Mike Osegueda’s article in The Fresno Bee said that even
though the card was creased and discolored, the most important thing was its
authenticity—it was real.
Everyone appreciates authenticity but what does "being real"
or authentic mean?
Philippians 4:8 says, "Finally, brothers and sisters, whatever
is true, whatever is noble, whatever is right,
whatever is pure, whatever is lovely, whatever is admirable—if anything is
excellent or praiseworthy—think about such things."
Being true, noble and right are just a few of the things that Jesus
considers to be excellent and praiseworthy.
True means to be in accordance with fact or reality.
Noble means having or showing fine personal qualities or high
moral principles and ideals.
Right means to be true or correct as a fact and
morally good, justified, or acceptable.
Being real does not mean that we get to be whoever we want to be. It
doesn’t mean that we can be completely honest with what is on our minds at any
given moment. It doesn’t give us permission to spew all over someone else when
we don’t agree with that person. It’s not ok to attack or judge someone with
our words or actions. This may be some human’s version of “being real” but it’s
not a healthy one.
The godly version of being authentic or real is different than the
world’s. Jesus tells us to live a life that is true, noble, right, pure, lovely
and admirable. Getting to the place of living a life like this is a process. We
are told to live a life like Jesus lived. His life was all of the things that
he tells us to do in Philippians 4:8.
Is being real with someone a scary thought?

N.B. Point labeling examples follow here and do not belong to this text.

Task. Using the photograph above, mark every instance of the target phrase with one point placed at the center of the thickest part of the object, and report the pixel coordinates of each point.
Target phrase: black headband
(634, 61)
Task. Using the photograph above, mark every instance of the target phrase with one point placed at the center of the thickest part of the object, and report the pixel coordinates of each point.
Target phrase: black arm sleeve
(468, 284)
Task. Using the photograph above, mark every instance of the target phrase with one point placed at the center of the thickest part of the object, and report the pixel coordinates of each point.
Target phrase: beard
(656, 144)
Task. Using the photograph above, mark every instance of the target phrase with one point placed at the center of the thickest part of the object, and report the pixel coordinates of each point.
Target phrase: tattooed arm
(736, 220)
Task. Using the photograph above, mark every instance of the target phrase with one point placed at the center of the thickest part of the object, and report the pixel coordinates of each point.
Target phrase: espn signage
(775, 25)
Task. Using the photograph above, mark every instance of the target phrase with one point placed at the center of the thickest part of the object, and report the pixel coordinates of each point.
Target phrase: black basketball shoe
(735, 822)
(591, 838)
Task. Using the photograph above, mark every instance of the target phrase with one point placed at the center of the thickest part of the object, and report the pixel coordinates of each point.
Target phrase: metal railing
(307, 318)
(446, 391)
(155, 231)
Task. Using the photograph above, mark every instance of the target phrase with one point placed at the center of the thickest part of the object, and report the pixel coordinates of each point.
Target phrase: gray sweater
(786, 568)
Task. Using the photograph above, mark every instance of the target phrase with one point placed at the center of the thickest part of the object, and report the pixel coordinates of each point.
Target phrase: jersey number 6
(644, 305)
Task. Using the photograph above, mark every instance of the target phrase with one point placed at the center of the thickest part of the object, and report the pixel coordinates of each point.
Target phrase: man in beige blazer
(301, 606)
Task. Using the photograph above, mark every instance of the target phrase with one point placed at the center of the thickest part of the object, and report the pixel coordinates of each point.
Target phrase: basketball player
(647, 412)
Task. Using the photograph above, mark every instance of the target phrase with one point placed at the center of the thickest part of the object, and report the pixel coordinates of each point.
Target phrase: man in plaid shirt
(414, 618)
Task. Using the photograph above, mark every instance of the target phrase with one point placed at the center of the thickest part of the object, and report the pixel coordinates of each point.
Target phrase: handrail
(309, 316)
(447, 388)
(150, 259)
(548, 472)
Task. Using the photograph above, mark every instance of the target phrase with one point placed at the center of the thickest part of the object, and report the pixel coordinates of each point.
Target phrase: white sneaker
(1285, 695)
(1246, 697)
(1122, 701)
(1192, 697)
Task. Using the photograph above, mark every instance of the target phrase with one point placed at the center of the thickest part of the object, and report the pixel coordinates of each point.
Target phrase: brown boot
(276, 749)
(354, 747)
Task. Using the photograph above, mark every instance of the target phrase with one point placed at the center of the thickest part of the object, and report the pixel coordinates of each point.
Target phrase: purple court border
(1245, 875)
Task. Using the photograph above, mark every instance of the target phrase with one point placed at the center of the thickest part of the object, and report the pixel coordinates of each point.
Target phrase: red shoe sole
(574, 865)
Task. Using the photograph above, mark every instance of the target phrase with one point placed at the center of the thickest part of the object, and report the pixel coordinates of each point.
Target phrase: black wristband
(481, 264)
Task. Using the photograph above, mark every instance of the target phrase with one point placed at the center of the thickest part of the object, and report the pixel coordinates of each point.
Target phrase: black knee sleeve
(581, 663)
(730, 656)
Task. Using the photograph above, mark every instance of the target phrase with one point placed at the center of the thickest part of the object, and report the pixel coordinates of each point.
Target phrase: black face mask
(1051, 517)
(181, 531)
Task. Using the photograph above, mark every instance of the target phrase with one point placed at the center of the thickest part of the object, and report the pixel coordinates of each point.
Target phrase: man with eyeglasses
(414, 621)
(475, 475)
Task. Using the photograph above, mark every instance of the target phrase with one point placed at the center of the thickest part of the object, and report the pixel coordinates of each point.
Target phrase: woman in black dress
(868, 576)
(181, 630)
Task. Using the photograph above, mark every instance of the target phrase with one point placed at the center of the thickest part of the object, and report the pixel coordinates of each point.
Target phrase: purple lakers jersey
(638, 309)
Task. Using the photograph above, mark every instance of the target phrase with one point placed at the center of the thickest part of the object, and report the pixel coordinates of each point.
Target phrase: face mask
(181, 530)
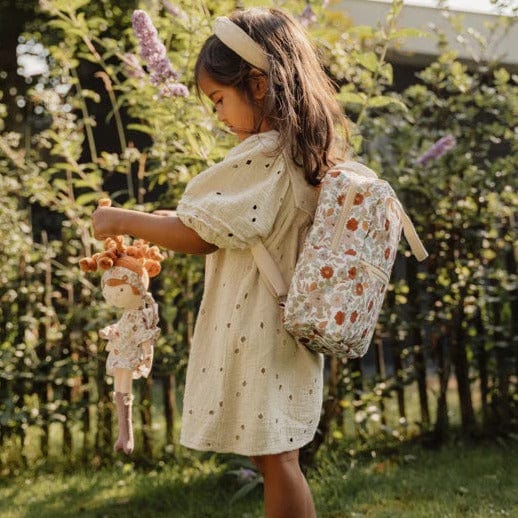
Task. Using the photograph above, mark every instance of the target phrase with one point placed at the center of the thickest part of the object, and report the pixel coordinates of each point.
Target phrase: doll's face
(118, 291)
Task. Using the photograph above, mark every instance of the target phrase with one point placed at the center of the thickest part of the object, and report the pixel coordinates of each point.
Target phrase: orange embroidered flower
(326, 272)
(340, 317)
(352, 224)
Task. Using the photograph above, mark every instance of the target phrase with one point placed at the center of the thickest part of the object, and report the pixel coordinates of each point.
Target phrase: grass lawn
(459, 480)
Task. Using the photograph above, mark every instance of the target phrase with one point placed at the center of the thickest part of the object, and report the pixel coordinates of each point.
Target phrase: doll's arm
(166, 231)
(110, 332)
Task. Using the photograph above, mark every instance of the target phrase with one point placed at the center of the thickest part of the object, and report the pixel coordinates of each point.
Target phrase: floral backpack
(335, 296)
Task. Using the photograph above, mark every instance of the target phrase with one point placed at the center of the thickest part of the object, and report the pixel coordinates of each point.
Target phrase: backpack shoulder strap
(269, 271)
(416, 245)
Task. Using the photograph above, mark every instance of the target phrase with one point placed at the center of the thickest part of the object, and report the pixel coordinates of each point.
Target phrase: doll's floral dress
(130, 342)
(250, 388)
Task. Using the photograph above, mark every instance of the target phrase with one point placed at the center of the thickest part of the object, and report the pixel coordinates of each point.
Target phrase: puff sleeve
(235, 202)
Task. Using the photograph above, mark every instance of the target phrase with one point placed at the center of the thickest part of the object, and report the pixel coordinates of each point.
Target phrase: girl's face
(233, 108)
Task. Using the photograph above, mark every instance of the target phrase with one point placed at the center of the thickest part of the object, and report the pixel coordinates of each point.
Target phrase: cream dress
(250, 388)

Being real can be scary. We don’t want someone to see a part of us that
is ugly. We’re afraid that they won't like us if we let ourselves be who we
really are. Putting our hearts out there can be painfully frightening. I have
learned that there are only a few people that I can be really real with in my
life. They are the ones that know me better than anyone else. They are the ones
that I trust to love me despite knowing the good, bad and the ugly in and about
me.
Is it something that you're good at?
Some people are really good at being authentic. Sometimes too good that
it’s intimidating or overwhelming. Sometimes it’s refreshing.
Honestly, I’m not very good with being who I really am with everyone in
my life. I try to be real as much as I can. Often I fail. Really, who actually
wants to know when I’m having a hard day? Who wants to hear about it? Isn’t is
easier to just respond with a quick “I’m good” when I’m asked how I’m doing?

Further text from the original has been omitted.